The SAFE group includes criminal defense lawyers from the American Civil Liberties Union, the NAACP, and the New Mexico Conference of Catholic Bishops.
The Democratic governor has proposed spending $100 million to hire an additional 1,000 new “community oriented” law enforcement officers statewide and create new standards for pretrial release among people accused of certain crimes who are presumed to be dangerous, according to the Las Cruces Sun-News.
“Those proposals could increase the number of people held in county jails who are prone to Corona virus contagion, and might initiate or exacerbate over-policing of minority communities,” SAFE members told a panel of legislatures.
This proposal comes at a time when Albuquerque’s police force is in the midst of sweeping reforms aimed at reining in police brutality with guidance from the U.S. Department of Justice and court oversight, under a consent decree initiated in 2014.

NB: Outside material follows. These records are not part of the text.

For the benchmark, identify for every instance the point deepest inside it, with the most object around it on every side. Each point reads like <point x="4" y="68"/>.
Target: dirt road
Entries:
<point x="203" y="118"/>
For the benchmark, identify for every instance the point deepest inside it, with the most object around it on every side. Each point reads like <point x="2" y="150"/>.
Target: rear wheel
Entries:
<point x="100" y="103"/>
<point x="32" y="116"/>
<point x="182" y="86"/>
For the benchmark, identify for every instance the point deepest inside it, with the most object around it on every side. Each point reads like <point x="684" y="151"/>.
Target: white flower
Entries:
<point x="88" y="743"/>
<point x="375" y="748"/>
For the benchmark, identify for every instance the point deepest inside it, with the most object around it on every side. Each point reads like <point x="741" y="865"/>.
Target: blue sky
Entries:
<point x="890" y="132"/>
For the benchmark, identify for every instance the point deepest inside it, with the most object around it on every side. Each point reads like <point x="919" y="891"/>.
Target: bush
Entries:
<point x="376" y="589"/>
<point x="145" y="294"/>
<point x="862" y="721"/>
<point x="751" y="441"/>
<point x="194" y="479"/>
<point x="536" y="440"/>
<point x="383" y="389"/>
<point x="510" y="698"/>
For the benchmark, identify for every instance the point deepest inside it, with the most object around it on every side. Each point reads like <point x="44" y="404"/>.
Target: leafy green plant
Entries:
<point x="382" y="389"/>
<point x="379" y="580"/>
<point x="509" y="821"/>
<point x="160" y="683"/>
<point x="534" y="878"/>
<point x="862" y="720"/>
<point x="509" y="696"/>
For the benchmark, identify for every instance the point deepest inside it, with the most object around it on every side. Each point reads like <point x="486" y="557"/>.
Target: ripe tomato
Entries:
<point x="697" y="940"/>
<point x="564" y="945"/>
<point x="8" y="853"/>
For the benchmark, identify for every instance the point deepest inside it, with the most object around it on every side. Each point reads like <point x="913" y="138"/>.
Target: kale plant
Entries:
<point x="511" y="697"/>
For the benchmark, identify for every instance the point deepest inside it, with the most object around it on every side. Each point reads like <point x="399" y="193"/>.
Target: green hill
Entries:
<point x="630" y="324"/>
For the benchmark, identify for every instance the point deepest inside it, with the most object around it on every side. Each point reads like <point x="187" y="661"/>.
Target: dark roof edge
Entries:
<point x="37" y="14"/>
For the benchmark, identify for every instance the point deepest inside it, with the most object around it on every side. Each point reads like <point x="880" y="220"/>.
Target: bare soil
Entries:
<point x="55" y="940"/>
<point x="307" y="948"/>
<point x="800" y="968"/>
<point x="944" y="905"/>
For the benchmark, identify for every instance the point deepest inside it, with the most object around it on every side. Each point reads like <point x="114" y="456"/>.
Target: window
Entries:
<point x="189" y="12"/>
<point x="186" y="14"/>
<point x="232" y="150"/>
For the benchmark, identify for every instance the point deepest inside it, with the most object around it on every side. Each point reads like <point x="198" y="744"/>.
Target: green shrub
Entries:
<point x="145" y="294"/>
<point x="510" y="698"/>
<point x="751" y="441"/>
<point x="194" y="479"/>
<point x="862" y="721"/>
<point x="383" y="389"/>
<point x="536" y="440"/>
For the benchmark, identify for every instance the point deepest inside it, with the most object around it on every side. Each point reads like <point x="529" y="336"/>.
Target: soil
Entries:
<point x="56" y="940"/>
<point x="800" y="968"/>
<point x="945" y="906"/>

In 2016 voters approved a constitutional amendment that did away with money-based bail for indigent defendants.
Kim Chavez Cook, an appellate attorney for the state Public Defender, urged legislatures to be wary of any proposed “rebuttable presumption” of dangerousness for people charged with certain crimes.
She warned that a rollback of bail reforms might flout the state Constitution and could put more people behind bars before conviction and exposing them to COVID-19, according to the Nov. 9, 2021 article.

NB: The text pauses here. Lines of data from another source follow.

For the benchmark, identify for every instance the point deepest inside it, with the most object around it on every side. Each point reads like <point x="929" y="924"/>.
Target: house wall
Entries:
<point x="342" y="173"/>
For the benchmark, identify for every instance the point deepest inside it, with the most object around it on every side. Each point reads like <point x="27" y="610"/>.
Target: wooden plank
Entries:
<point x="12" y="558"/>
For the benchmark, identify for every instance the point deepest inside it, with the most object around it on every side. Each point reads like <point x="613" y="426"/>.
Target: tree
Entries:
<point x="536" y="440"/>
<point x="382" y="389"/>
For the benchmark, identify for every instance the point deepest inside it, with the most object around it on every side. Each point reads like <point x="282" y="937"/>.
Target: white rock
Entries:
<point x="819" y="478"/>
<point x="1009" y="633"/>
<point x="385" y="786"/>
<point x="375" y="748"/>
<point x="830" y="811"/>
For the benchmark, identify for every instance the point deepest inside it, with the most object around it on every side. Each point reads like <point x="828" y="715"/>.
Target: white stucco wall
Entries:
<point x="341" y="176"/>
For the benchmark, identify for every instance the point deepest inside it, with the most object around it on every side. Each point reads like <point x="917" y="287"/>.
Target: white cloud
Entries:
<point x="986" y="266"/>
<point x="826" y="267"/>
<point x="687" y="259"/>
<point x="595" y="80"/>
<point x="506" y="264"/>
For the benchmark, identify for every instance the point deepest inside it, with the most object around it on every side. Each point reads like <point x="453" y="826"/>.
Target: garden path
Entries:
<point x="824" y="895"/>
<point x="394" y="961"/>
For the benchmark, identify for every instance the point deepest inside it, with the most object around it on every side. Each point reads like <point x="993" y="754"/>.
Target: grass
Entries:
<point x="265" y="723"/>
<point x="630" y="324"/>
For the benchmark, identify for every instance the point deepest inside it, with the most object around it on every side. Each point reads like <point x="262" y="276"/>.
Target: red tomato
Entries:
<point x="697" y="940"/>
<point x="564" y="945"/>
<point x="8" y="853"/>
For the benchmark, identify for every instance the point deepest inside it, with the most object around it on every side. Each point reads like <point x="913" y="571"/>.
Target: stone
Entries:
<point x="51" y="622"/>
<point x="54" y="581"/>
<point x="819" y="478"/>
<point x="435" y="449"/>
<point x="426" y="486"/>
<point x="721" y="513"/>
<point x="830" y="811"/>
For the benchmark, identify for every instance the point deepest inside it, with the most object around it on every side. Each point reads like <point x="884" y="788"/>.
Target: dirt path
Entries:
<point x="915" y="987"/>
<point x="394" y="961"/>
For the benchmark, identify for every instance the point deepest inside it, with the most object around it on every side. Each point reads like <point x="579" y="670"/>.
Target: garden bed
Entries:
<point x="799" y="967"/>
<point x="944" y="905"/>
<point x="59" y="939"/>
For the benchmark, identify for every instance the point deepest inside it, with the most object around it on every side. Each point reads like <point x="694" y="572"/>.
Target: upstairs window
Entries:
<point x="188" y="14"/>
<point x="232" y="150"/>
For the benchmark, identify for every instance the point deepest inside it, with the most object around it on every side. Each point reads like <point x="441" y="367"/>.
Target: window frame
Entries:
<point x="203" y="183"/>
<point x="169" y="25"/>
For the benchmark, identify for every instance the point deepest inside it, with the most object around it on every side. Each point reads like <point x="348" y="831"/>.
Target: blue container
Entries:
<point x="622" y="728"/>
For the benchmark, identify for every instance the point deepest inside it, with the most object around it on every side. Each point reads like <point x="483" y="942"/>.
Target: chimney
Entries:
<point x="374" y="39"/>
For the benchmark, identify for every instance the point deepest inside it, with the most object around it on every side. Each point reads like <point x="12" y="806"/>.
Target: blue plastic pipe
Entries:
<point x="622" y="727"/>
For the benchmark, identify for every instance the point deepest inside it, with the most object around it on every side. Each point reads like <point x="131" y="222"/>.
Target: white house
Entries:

“It’s a tool that we want to use sparingly and only when necessary,” Chavez Cook said.
On proposals to vastly expand police forces, Barron Jones of the ACLU cautioned legislators to avoid any regression to policing practices that lead to excessive force, or that might disproportionately target minority communities.
Jones spoke highly about a pilot program that leaves Albuquerque police out of some emergency responses for mental health emergencies.
“Figure out ways to set up law enforcement for success and reduce some of those roles,” Jones said.
Complete details on the governor’s proposals are not yet available but the upcoming 2022 legislative cycle promises to include some new alternative policing strategies that could hinder progress, according to the SAFE coalition.